Marco Baroni

Marco Baroni

Universitat Pompeu Fabra

Social & Behavioural Sciences

Marco Baroni received a PhD in Linguistics from the University of California, Los Angeles, in the year 2000. After several experiences in research and industry, he joined the Center for Mind/Brain Sciences of the University of Trento, where he became associate professor in 2013. In 2016, Marco joined the Facebook Artificial Intelligence Research team. In 2019, he became ICREA research professor, affiliated with the Linguistics Department of Pompeu Fabra University in Barcelona. Marco's work in the areas of multimodal and compositional distributed semantics has received widespread recognition, including a Google Research Award, an ERC Starting Grant and and the ICAI-JAIR best paper prize. Marco's current research focuses on a better understanding of artificial neural networks, focusing in particular on what they can teach us about human language acquisition and processing.

Research interests

Marco is interested in human language and how it is acquired. To gain insights into these questions, he develops and studies computational systems, in particular deep neural networks, that acquire aspects of language from realistic input data. By analyzing the inner dynamics and external behaviour of these systems, we can gain insights into questions such as: how much linguistic knowledge is already implicitly present in input distributions, what are the minimal priors necessary for learning, what is the space of solutions to the communication challenges that led to the evolution of language, and so on. The ultimate goal of Marco’s research is to bring about a more precise characterization of what is unique about the human language faculty.

Selected publications

– Lake B, Linzen T & Baroni M 2019, ‘Human few-shot learning of compositional instructions’. Proceedings of CogSci, 41st Annual Meeting of the Cognitive Science Society. (Accepted as oral presentation).

– Chaabouni R, Kharitonov R, Lazaric A, Dupoux E & Baroni M 2019, ‘Word-order biases in deep-agent emergent communication’, Proceedings of ACL, , 5166 – 5175. (57th Annual Meeting of the Association for Computational Linguistics).

– Bouchacourt D & Baroni M 2019, ‘Miss Tools and Mr Fruit: Emergent communication in agents learning about object affordances’. Proceedings of ACL 2019 (57th Annual Meeting of the Association for Computational Linguistics), East Stroudsburg PA: ACL.

– Kharitonov E, Chaabouni R, Bouchacourt D & Baroni M 2019 EGG: a toolkit for research on Emergence of lanGuage in Games. Proceedings of  EMNLP 2019 (Conference on Empirical Methods in Natural Language Processing).

– Hahn M & Baroni M 2019. ‘Tabula nearly rasa: Probing the linguistic knowledge of character-level neural language models trained on unsegmented text’, Transactions of the Association for Computational Linguistics, vol. 7, pp 467-484.

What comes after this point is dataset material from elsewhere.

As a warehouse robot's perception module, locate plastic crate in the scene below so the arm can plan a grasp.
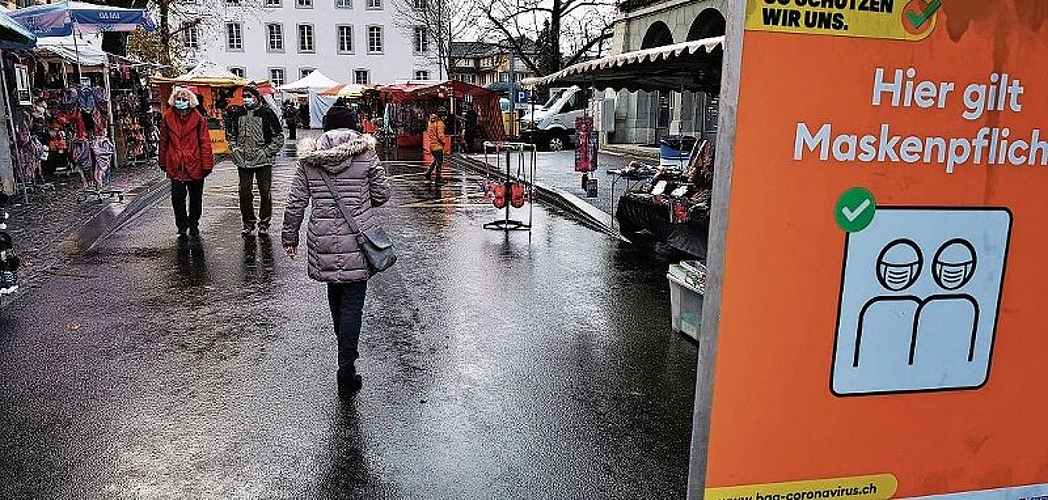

– Chaabouni R, Kharitonov E, Dupoux E & Baroni M 2019, ‘Anti-efficient encoding in emergent communication.’ Proceedings of NeurIPS (33d Conference on Neural Information Processing Systems), Vancouver, BC: Neural Information Processing Systems Foundation.

Selected research activities

– 8 invited talks, including:

  • Inaugural lecture at the CCIL master in Barcelona;
  • Plenary talk at the 7th Cambridge Neuroscience Symposium;
  • Plenary talk at the 4th Workshop on Representation Learning for NLP.
  • Co-organized the 2-days Understanding Human and Machine Intelligence Workshop at Facebook New York.

Co-organized a week-long workshop on Compositionality in Humans and Machines at the Leiden Lorentz Center.

Open-sourced the EGG toolkit ( (>100 stars on GitHub as of January 2020).

Member of the ERC Consolidator Grant SH4 Panel (The Human Mind and Its Complexity).